Губы шефа сложились в кривую усмешку. Он приподнял над столом указательный палец: "Пока не встревай", – но было видно, что он доволен ходом переговоров.
– С вашего разрешения я донесу до Ги содержание беседы. Господа ван Рёки сделали предложение о покупке одного из игорных домов Железного Города. Твоя задача – провести первичную разведку. Сходить, сделать ставки, выйти на хозяина, закинуть удочки. Два-три посещения – максимум.
Подчиненный пожал плечами: мол, что же в этом особенного?
– Не мучает ли вопрос, почему именно Железный Город? – спросил Петер.
– Риски меньше, аудитория неприхотливая, – перечисляя, Ги постарался придать голосу небрежность. – Экзотика для состоятельных людей и отдушина для местных. Ах да, и возможности расширения куда разнообразней, чем наверху.
Эдмонд еще сильнее сощурил свои щелочки.
– А у вас голова варит, как надо, Деламорре.
– За это мне и платят.
– С нами этот принцип вполне работает, – понимающе кивнул Эдмонд. – Мы уже пообещали Шедерне щедрую оплату труда.

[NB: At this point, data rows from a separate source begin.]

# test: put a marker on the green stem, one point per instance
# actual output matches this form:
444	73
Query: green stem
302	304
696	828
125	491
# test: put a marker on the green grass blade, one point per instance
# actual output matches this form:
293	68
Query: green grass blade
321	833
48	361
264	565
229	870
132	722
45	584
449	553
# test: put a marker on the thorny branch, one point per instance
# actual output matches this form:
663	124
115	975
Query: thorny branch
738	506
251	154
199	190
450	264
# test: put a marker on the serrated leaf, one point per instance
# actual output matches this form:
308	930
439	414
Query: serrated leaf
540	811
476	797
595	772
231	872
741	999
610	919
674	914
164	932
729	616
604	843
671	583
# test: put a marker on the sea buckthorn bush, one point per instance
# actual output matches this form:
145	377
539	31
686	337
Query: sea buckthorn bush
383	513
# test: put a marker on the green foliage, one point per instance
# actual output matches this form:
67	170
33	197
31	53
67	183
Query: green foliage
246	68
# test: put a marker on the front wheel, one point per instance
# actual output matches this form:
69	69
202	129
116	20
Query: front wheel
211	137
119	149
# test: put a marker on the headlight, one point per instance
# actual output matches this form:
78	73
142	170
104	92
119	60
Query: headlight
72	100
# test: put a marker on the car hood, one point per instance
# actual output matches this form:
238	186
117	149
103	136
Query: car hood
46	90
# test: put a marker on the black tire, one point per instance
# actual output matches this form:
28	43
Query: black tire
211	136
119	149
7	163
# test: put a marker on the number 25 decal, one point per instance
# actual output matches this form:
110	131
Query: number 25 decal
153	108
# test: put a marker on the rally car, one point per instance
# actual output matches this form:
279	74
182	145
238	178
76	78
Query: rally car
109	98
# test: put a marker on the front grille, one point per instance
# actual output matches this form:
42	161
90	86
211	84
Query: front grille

– Условие простое, – дополнил Петер. – Наше начинание не должно прогореть. Мы работаем, ваше правительство не цепляется к нам, мелкие неприятности решаются без нашего участия, а прибыль делится в очень вкусных для вас пропорциях.
Вот что значит деловая хватка. Просто, доходчиво и чертовски заманчиво! Но вот что стоит за этим "правительство не цепляется"? Логика подсказывала, что, раз братья допускали такое развитие событий, методы их работы отличались от общепринятых.
– Какой игорный дом вы наметили?
– Вся собранная нашими агентами информация передана Шедерне. – Эдмонд кивнул на толстую папку на столе шефа. – Обсудите с ним. А мы уходим со сцены до вашего отчета.
Петер издал довольно противный смешок.
– Как в театральной комедии, Эд.
– Именно. Следующее появление – под занавес. Со счастливым финалом. Иначе, – старший брат развел в стороны толстенные руки, едва не своротив с тумбы любимую шефову вазу, – миллионы крон утекут в руки специалистов другой фирмы. Порой все ошибаются в выборе партнеров.
– Только не в данном случае, – заверил Эдмонда шеф. – Можете положиться на нас.
– Тогда ждем. Срок – две недели.
– Как и договаривались. – Шеф поднялся, чтобы проводить гостей. – Приятного отдыха в Эльвеции!
– Отдых? Это слово нам неведомо.
От шефа Ги вышел с большой папкой, набитой бумагами ван Рёков, головой, заполненной наставлениями и пожеланиями успехов, и планами на вечер. В последние, к величайшему сожалению, входили не вино и женщины, а информатор и игорный зал. С игорным залом все было ясно: первое посещение вряд ли могло обернуться неожиданностями, а вот информатор в планы фирмы не входил.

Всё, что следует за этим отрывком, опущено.